A cena de abertura de Grand Army é a seguinte: um grupo de garotas, aparentando idades entre 15 e 16 anos, comemorando dentro de um vestiário. A capella, as meninas — que parecem ter acabado de terminar um jogo — cantam a música Bodak yellow, da rapper Cardi B. Andando entre os rostos contentes, a câmera, então, passa a seguir em direção aos banheiros reservados do local. Lá dentro estão duas garotas, enquanto uma está em pé sobre o vaso sanitário, outra tenta tirar uma camisinha usada de dentro da vagina da amiga. A missão é bem-sucedida, e ao regressar a cantoria das outras garotas, as duas parecem aliviadas.
Entre os nove episódios produzidos para a primeira temporada (disponíveis no catálogo da Netflix), a cena de abertura consegue fazer um bom resumo do que Grand Army propõe: polêmica, liberdade em relação à tabus, tensão adolescente, dramas adultos e uma visão catastrófica sobre sentimentos, abusos e opressões.
A série criada por Katie Cappiello (baseada na peça Slut: The play, da mesma autora) segue um grupo de jovens da escola pública de ensino médio Grand Army, no centro do Brooklyn, em Nova York. Lá, Joey (Odessa A’zion), Dom (Odley Jean), Sid (Amir Bageria), Jayson (Maliq Johnson) e Leila (Amalia Yoo) vão aprender que deram o primeiro passo para o mundo adulto.
Cuidado, o conteúdo abaixo contém spoiler!
Os cinco são os grandes protagonistas da série. A priori, Joey parece mais uma garota que vive sobre os privilégios da popularidade, da branquitude e da classe média em uma das maiores metrópoles do planeta. Segura e independente, a garota tem a vida destruída no episódio seis (Superman this shit) ao ser estuprada dentro de um táxi por dois dos três melhores amigos.
Outro que parece bem seguro e dono de si, Sid sofre por ter de esconder a própria sexualidade dos pais, e tem de aprender a crescer rápido, quando os parentes acabam o rejeitando por ser gay.
Como uma menina asiática criada nos Estados Unidos, Leila se sente só e longe de todos. A amargura com relação à própria identidade acaba levando a garota a caminhos egoístas e criminosos.
Tendo de trabalhar até quase largar a escola, Dom é uma daquelas garotas guerreiras e inteligentes, mas que se vê presa no preconceito social em relação à própria identidade: filha de imigrantes, negra e pobre.
Jayson, talvez o personagem mais complexo, tem como grande futuro a música ao tocar saxofone. Entretanto, a vida o fará “escolher” entre o melhor amigo, ou uma carreira brilhante.

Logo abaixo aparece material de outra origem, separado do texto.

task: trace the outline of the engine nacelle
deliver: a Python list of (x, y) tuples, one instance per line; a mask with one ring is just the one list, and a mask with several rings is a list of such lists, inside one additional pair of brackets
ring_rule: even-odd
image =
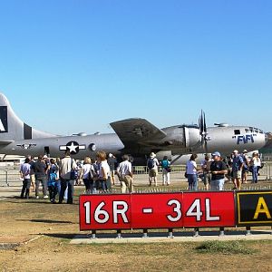
[(198, 127), (184, 127), (184, 138), (186, 148), (191, 148), (201, 141), (199, 129)]

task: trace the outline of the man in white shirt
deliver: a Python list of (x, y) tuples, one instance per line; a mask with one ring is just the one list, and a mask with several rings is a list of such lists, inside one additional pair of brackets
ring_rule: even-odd
[(65, 151), (65, 157), (61, 160), (60, 162), (60, 178), (61, 178), (61, 193), (59, 198), (59, 203), (62, 204), (64, 197), (64, 192), (68, 187), (68, 199), (67, 203), (73, 204), (73, 183), (74, 179), (73, 171), (76, 169), (77, 165), (75, 160), (71, 158), (70, 151)]
[(159, 160), (156, 158), (156, 154), (151, 152), (149, 160), (147, 160), (147, 167), (149, 169), (149, 180), (150, 186), (152, 185), (152, 180), (154, 180), (155, 186), (157, 186), (157, 176), (158, 176), (158, 167)]
[(123, 161), (119, 164), (117, 167), (117, 176), (119, 178), (121, 183), (121, 193), (125, 193), (128, 188), (129, 192), (133, 192), (133, 185), (132, 185), (132, 166), (131, 162), (129, 161), (129, 156), (123, 155)]
[[(20, 173), (21, 173), (21, 178), (24, 179), (23, 180), (23, 188), (21, 191), (21, 199), (29, 199), (29, 189), (30, 189), (30, 184), (31, 184), (31, 180), (30, 180), (30, 164), (29, 164), (29, 158), (26, 158), (24, 160), (24, 163), (21, 165), (20, 169)], [(24, 191), (25, 191), (25, 196), (24, 196)]]

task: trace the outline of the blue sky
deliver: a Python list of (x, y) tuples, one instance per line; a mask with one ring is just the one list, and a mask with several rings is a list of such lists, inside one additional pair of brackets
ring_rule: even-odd
[(272, 1), (0, 0), (0, 91), (58, 134), (146, 118), (272, 131)]

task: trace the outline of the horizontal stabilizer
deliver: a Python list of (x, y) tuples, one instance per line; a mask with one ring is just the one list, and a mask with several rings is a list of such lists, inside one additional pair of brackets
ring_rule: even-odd
[(163, 139), (167, 135), (160, 129), (141, 118), (113, 121), (111, 122), (111, 126), (125, 147), (135, 141), (144, 145), (151, 141)]

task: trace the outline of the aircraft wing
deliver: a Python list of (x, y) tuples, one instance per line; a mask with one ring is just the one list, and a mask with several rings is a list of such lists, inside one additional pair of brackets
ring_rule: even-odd
[(146, 145), (149, 141), (163, 139), (167, 134), (145, 119), (131, 118), (111, 122), (125, 147), (131, 144)]
[(8, 145), (10, 143), (14, 142), (14, 141), (0, 141), (0, 145)]

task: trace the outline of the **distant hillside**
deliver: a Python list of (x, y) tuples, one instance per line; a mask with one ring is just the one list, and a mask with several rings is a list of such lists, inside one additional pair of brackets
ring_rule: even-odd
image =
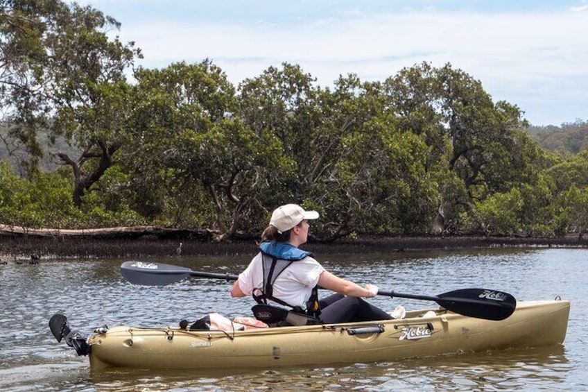
[(561, 127), (531, 126), (528, 130), (546, 150), (577, 154), (588, 149), (588, 121), (565, 123)]
[[(8, 160), (15, 168), (17, 173), (20, 173), (18, 157), (10, 155), (8, 148), (3, 141), (5, 139), (3, 137), (6, 135), (8, 130), (6, 128), (0, 128), (0, 133), (3, 133), (1, 135), (3, 137), (0, 137), (0, 160)], [(53, 171), (60, 167), (55, 159), (49, 154), (50, 151), (62, 151), (72, 157), (76, 157), (81, 153), (81, 150), (71, 147), (63, 138), (58, 138), (55, 144), (51, 144), (47, 135), (47, 131), (40, 131), (38, 137), (41, 148), (45, 152), (40, 163), (40, 169), (44, 171)], [(11, 146), (10, 149), (14, 149), (14, 147)], [(22, 151), (21, 151), (21, 153)]]

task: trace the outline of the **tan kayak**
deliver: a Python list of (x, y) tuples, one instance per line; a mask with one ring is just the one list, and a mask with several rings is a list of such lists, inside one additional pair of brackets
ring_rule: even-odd
[[(567, 300), (523, 301), (501, 321), (439, 308), (408, 312), (400, 320), (235, 332), (115, 327), (98, 331), (86, 343), (92, 370), (269, 368), (391, 361), (560, 344), (566, 336), (569, 308)], [(435, 314), (423, 317), (429, 310)]]

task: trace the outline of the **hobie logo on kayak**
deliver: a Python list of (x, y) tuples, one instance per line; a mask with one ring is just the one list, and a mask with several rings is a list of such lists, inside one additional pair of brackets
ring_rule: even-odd
[(143, 268), (146, 269), (157, 269), (157, 264), (154, 264), (153, 263), (144, 263), (142, 262), (137, 262), (134, 264), (132, 264), (130, 266), (137, 267), (137, 268)]
[(398, 340), (417, 340), (431, 336), (431, 330), (426, 327), (410, 327), (402, 328)]
[(484, 290), (484, 292), (478, 296), (481, 298), (487, 298), (489, 300), (494, 300), (496, 301), (503, 301), (506, 300), (506, 295), (500, 291), (492, 291), (491, 290)]

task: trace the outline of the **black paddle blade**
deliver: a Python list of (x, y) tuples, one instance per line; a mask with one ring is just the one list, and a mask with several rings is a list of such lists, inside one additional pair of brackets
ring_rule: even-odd
[(53, 334), (57, 341), (61, 343), (61, 340), (67, 336), (71, 330), (69, 329), (69, 323), (67, 322), (67, 318), (63, 314), (53, 314), (49, 320), (49, 330)]
[(125, 262), (121, 265), (121, 274), (134, 284), (165, 286), (190, 276), (189, 268), (161, 263)]
[(487, 289), (462, 289), (438, 298), (435, 302), (448, 310), (487, 320), (504, 320), (517, 307), (517, 300), (512, 295)]

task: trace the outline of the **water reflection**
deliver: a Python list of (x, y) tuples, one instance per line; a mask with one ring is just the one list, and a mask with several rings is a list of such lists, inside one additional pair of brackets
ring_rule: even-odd
[[(249, 257), (158, 259), (196, 271), (236, 273)], [(0, 390), (22, 391), (389, 391), (415, 389), (495, 391), (580, 390), (588, 386), (583, 369), (588, 326), (588, 250), (535, 249), (329, 255), (322, 262), (360, 283), (417, 294), (459, 288), (496, 288), (519, 300), (572, 301), (564, 346), (462, 353), (400, 362), (333, 367), (223, 369), (196, 371), (89, 371), (87, 359), (58, 344), (47, 328), (55, 312), (68, 315), (84, 333), (110, 326), (175, 325), (222, 309), (248, 314), (250, 298), (230, 299), (230, 285), (214, 280), (185, 280), (164, 287), (133, 286), (120, 275), (122, 260), (51, 260), (38, 265), (0, 266)], [(390, 309), (429, 302), (383, 297)]]

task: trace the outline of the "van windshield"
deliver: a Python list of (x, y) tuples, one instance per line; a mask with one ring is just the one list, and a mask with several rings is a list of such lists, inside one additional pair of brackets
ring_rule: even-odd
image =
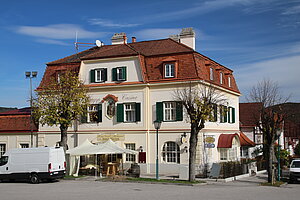
[(6, 165), (7, 162), (8, 162), (8, 156), (2, 156), (2, 157), (0, 158), (0, 166)]
[(291, 168), (300, 168), (300, 160), (299, 161), (294, 161)]

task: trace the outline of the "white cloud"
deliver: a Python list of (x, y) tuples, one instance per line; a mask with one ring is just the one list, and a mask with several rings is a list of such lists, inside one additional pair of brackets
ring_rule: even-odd
[(278, 82), (284, 95), (292, 94), (292, 101), (300, 102), (300, 55), (276, 58), (240, 66), (235, 77), (241, 92), (246, 95), (264, 78)]
[(23, 35), (48, 39), (75, 39), (76, 32), (78, 32), (78, 38), (99, 38), (105, 34), (104, 32), (87, 31), (75, 24), (19, 26), (16, 28), (16, 32)]
[(112, 20), (101, 19), (101, 18), (89, 19), (88, 22), (91, 25), (100, 25), (100, 26), (111, 27), (111, 28), (128, 28), (128, 27), (135, 27), (140, 25), (140, 24), (119, 24), (119, 23), (114, 23)]
[(283, 15), (300, 14), (300, 5), (287, 8), (282, 14)]

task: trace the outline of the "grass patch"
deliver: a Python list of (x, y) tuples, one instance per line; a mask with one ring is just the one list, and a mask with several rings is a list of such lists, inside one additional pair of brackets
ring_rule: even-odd
[(184, 180), (170, 180), (170, 179), (154, 179), (154, 178), (131, 178), (127, 177), (127, 181), (132, 182), (153, 182), (153, 183), (179, 183), (179, 184), (199, 184), (205, 183), (204, 181), (184, 181)]
[(273, 186), (273, 187), (280, 187), (281, 185), (285, 184), (285, 182), (283, 181), (276, 181), (274, 183), (274, 185), (272, 185), (272, 183), (268, 183), (268, 182), (265, 182), (265, 183), (261, 183), (260, 185), (262, 186)]

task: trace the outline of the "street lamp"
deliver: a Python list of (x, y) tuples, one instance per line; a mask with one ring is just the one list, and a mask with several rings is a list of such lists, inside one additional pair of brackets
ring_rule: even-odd
[(156, 179), (159, 179), (158, 176), (158, 129), (160, 129), (161, 121), (155, 120), (154, 127), (156, 129)]
[[(30, 143), (31, 147), (33, 147), (33, 119), (32, 119), (32, 78), (36, 78), (37, 71), (33, 72), (25, 72), (25, 77), (30, 79)], [(36, 137), (36, 146), (38, 146), (38, 136)]]

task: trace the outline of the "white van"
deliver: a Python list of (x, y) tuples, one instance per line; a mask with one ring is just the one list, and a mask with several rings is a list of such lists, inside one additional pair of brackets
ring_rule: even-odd
[(61, 147), (10, 149), (0, 158), (0, 180), (41, 180), (63, 178), (65, 153)]

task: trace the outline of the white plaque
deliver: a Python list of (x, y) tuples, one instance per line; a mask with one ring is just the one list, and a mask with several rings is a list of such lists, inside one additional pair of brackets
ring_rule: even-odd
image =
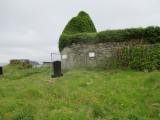
[(67, 59), (67, 55), (62, 55), (62, 59), (63, 60)]
[(94, 52), (89, 52), (89, 57), (95, 57), (95, 53)]

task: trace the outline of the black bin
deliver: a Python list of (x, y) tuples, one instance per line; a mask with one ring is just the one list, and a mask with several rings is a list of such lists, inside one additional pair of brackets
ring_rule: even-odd
[(3, 67), (0, 66), (0, 75), (3, 75)]
[(52, 75), (52, 78), (55, 77), (60, 77), (62, 76), (62, 72), (61, 72), (61, 61), (55, 61), (52, 63), (52, 68), (54, 71), (54, 74)]

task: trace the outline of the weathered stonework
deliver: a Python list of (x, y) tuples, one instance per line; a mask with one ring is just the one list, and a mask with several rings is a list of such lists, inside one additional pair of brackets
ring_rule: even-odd
[[(139, 42), (138, 42), (139, 43)], [(124, 46), (136, 45), (137, 42), (107, 42), (97, 44), (73, 44), (61, 51), (62, 69), (104, 67), (107, 59), (116, 59), (117, 51)], [(89, 53), (95, 53), (95, 57), (89, 57)]]

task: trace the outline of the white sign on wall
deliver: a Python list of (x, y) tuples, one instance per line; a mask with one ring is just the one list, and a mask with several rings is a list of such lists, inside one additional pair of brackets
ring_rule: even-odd
[(62, 59), (63, 60), (67, 59), (67, 55), (62, 55)]
[(91, 58), (95, 57), (95, 53), (94, 52), (89, 52), (89, 57), (91, 57)]

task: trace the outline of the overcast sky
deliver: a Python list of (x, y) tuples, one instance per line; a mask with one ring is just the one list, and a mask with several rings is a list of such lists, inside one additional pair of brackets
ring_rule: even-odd
[(49, 61), (65, 25), (81, 10), (98, 31), (160, 26), (160, 0), (0, 0), (0, 62)]

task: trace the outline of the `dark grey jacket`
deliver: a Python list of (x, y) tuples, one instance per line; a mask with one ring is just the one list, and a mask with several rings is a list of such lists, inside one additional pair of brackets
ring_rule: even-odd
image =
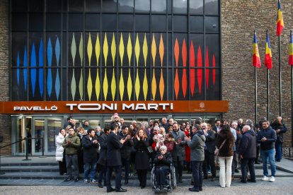
[(190, 148), (191, 161), (205, 160), (205, 136), (202, 131), (200, 131), (188, 142), (188, 145)]
[[(261, 141), (263, 137), (267, 138), (265, 141)], [(269, 150), (275, 148), (276, 140), (276, 131), (270, 126), (267, 129), (262, 129), (258, 132), (257, 141), (258, 143), (260, 143), (260, 150)]]

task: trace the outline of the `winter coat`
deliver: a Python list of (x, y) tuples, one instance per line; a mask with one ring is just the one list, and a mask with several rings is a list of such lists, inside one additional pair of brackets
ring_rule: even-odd
[[(261, 141), (263, 137), (267, 138), (265, 141)], [(260, 150), (269, 150), (275, 148), (276, 140), (276, 131), (270, 126), (267, 129), (260, 129), (258, 132), (257, 141), (258, 143), (260, 143)]]
[(233, 147), (234, 146), (234, 136), (230, 129), (222, 129), (217, 136), (216, 146), (219, 148), (223, 141), (226, 140), (225, 143), (219, 151), (219, 156), (229, 157), (233, 156)]
[(172, 153), (173, 149), (174, 148), (175, 140), (174, 138), (169, 138), (168, 140), (165, 140), (163, 145), (167, 147), (168, 151)]
[(96, 136), (90, 139), (88, 136), (85, 136), (81, 142), (82, 146), (84, 147), (84, 163), (91, 163), (93, 162), (97, 162), (98, 155), (97, 150), (99, 146), (99, 144), (94, 144), (93, 141), (98, 140)]
[(243, 158), (256, 158), (256, 136), (254, 131), (247, 131), (242, 136), (238, 150)]
[(98, 143), (100, 144), (100, 156), (98, 163), (105, 166), (107, 159), (107, 134), (103, 134), (98, 137)]
[(191, 140), (188, 141), (188, 145), (190, 147), (190, 159), (191, 161), (204, 161), (205, 160), (205, 134), (200, 131), (193, 136)]
[(178, 143), (178, 139), (181, 139), (180, 144), (175, 144), (174, 148), (172, 152), (172, 158), (173, 161), (183, 161), (185, 160), (185, 144), (186, 141), (184, 140), (185, 134), (183, 131), (178, 130), (177, 132), (173, 131), (172, 135), (175, 138), (175, 141)]
[[(127, 136), (123, 135), (122, 132), (120, 132), (119, 134), (119, 136), (120, 137), (120, 139), (124, 139)], [(133, 146), (133, 140), (132, 139), (128, 139), (123, 143), (123, 147), (121, 148), (121, 158), (127, 159), (130, 158), (130, 153), (131, 150)]]
[[(70, 144), (67, 143), (68, 140), (71, 141), (71, 143)], [(65, 152), (67, 155), (77, 154), (77, 151), (81, 146), (81, 140), (76, 135), (76, 134), (74, 134), (73, 136), (68, 136), (65, 137), (62, 146), (63, 148), (66, 148)]]
[(161, 152), (157, 152), (155, 158), (154, 159), (154, 163), (156, 166), (163, 167), (170, 169), (170, 165), (172, 163), (172, 155), (167, 151), (166, 154), (163, 155), (161, 160), (159, 160), (158, 157), (160, 156)]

Com as histórias e as agonias desses cinco adolescentes, Grand army tenta debater o quanto o mundo adolescente pode ser bombardeado por problemas adultos. Contando com pouco mais do que a própria força, Joey, Dom, Sid, Jayson e Leila debatem temas como abuso sexual, suicídio, aceitação, racismo, desigualdade social, terrorismo e o simples o ato de crescer.
De certa forma, a produção é um respiro ante aquelas clássicas histórias teen focadas essencialmente em relacionamentos e paixões. Os problemas e traumas em Grand Army são extremos e dolorosos, mostrando uma perspectiva mais real da vida de todo adolescente no século 21.
Não obstante, pesa contra Grand Army exatamente essa intensidade. Na imprensa estrangeira é fácil achar a comparação entre a produção da Netflix e Euphoria, da HBO. Um erro, já que a obra da concorrente capricha na subjetividade e na poesia, algo longe da aposta de Grand Army.
A intensidade das cenas de choro, briga, discussões pesam o andar de Grand Army, e mesmo que a proposta seja justamente esse excesso de drama, é complicado para a série se desenvolver (no sentido das histórias) sem um pouco de eventual resolução.
Em síntese, Grand Army merece uma chance de maratona — mesmo que esteja longe da popularidade. A história é forte e imponente, especialmente se vista pelo prisma teen, um gênero que sofre tanto pelas mãos da superficialidade (ainda mais na Netflix).